Here's to when it sucks 
and all you want to know is "why."


And then you find out.

And all you still want to know is "why?"


You're good, and you seem happy. I'm getting along and you seem happy.

It sucks, but not so much.
I'm getting along.

You haven't broken or even bruised my heart really. You were just window shopping and It was something pretty to look at, i knew that. You pulled it out of my chest and admired its beauty and Pointed out it's flaws. It was Cheap, but with reason and It didn't fit quite right, but you bought it anyway. You kept the receipt. you took it home, showed it your friends; your room; your bed. You took it to Moab and you told it about your parents and your brother and how you used to talk to your self, like actually cary out conversations. You told it about Your early years in college and those nights after Noah broke your heart and you just drove around and cried and cried. On the way back home you told it "i probably shouldn't have kissed you last night" and to wait till after i graduate high school And that was all okay. You even told it it was "The Shit," which was pretty awesome to hear.

 You stopped and listened too.
It Told you about it's parents and friends and how it hasn't really had anyone to talk to. it took you up to sliding rock and you kept it warm. It took you up the canyon to the lake where we both got sunburned as hell; i'm sure we fell asleep. It told you how much it sucks at relationship things and it kissed your neck way too much, but you stuck around a little longer.

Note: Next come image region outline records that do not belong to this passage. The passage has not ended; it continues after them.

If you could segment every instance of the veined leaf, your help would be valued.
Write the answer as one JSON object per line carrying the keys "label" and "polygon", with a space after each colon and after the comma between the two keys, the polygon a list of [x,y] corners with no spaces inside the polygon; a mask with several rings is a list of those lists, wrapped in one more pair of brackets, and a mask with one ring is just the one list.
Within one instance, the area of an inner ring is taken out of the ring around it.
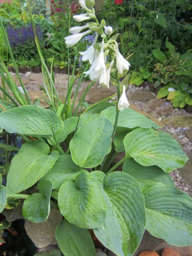
{"label": "veined leaf", "polygon": [[120,152],[125,151],[123,140],[128,132],[127,131],[118,132],[115,136],[114,142],[115,146],[115,150],[117,152]]}
{"label": "veined leaf", "polygon": [[26,142],[12,160],[7,175],[8,193],[19,193],[36,183],[54,165],[59,158],[46,143]]}
{"label": "veined leaf", "polygon": [[142,189],[147,217],[146,229],[168,244],[192,244],[192,198],[172,186],[154,183]]}
{"label": "veined leaf", "polygon": [[49,216],[52,189],[51,182],[47,180],[42,180],[39,189],[40,193],[34,193],[25,200],[22,208],[24,218],[35,223],[45,221]]}
{"label": "veined leaf", "polygon": [[113,128],[111,123],[104,117],[84,123],[70,142],[74,162],[85,168],[101,164],[111,150]]}
{"label": "veined leaf", "polygon": [[133,158],[129,158],[123,164],[123,172],[134,178],[140,188],[154,182],[160,182],[165,185],[174,185],[172,179],[168,173],[163,172],[156,165],[144,166]]}
{"label": "veined leaf", "polygon": [[97,238],[119,256],[131,256],[145,230],[144,201],[138,183],[122,172],[106,177],[102,172],[91,173],[107,206],[104,227],[94,229]]}
{"label": "veined leaf", "polygon": [[104,226],[106,206],[97,183],[86,171],[82,170],[74,182],[69,180],[63,184],[58,204],[61,214],[79,228]]}
{"label": "veined leaf", "polygon": [[65,256],[95,255],[94,244],[87,229],[78,228],[64,220],[56,228],[55,236]]}
{"label": "veined leaf", "polygon": [[42,180],[50,180],[53,189],[59,188],[66,181],[74,180],[80,173],[79,170],[79,166],[73,162],[71,156],[62,155]]}
{"label": "veined leaf", "polygon": [[181,168],[188,160],[170,135],[152,129],[139,128],[124,139],[126,155],[144,166],[157,165],[166,172]]}
{"label": "veined leaf", "polygon": [[[115,107],[110,107],[106,108],[101,113],[101,116],[104,116],[114,125],[115,122],[116,109]],[[130,108],[124,108],[119,114],[117,126],[119,127],[124,127],[128,129],[142,127],[155,129],[160,128],[152,121],[140,113],[133,110]]]}
{"label": "veined leaf", "polygon": [[10,133],[44,136],[62,130],[63,122],[50,109],[33,105],[14,108],[0,114],[0,125]]}

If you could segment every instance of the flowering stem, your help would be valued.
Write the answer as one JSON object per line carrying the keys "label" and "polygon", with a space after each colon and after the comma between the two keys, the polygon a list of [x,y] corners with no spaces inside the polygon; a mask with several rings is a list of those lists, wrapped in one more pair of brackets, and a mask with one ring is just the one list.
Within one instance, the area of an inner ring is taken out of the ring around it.
{"label": "flowering stem", "polygon": [[111,169],[110,169],[108,171],[108,172],[107,172],[106,174],[106,176],[108,175],[108,174],[109,174],[110,173],[111,173],[111,172],[113,172],[113,171],[115,170],[116,168],[117,168],[118,166],[119,166],[121,164],[122,164],[124,163],[127,159],[127,157],[124,157],[122,159],[121,159],[121,160],[120,160],[120,161],[119,161],[119,162],[118,162],[116,164],[115,164],[115,165],[114,165],[112,167],[112,168],[111,168]]}

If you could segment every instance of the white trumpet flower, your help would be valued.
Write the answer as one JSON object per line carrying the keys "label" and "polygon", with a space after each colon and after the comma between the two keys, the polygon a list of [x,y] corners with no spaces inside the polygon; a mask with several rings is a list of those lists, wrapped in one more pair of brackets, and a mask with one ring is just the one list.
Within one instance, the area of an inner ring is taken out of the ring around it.
{"label": "white trumpet flower", "polygon": [[108,27],[105,26],[104,27],[104,28],[105,29],[105,34],[106,34],[106,35],[110,35],[113,32],[113,29],[110,26],[108,26]]}
{"label": "white trumpet flower", "polygon": [[125,60],[122,55],[120,53],[118,48],[118,44],[116,42],[116,48],[114,48],[115,53],[116,55],[117,68],[118,73],[122,74],[124,70],[128,70],[130,64]]}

Things we're good, but it still didn't quite fit and when you found something a little more your size, you put me in the shoe box in you bottom drawer next to the receipt and let me get dusty for 2 months.

 You finally returned me a bit 
worn and a little off beat; 
a little out of tune. 

I wasn't mad.

Just tired.



There was nothing really too even "break up,"

I understand.

And let alone to merit a response like this.

Your the closest i've come to having anything in a very long time.

I hope you understand.


I'm not going to ask why

I just hope he's good to you, i really do.

I know he is cause you wouldn't settle for less.

I just hope It meant as much to you as it did me.

And i hope you know how good you've been to me.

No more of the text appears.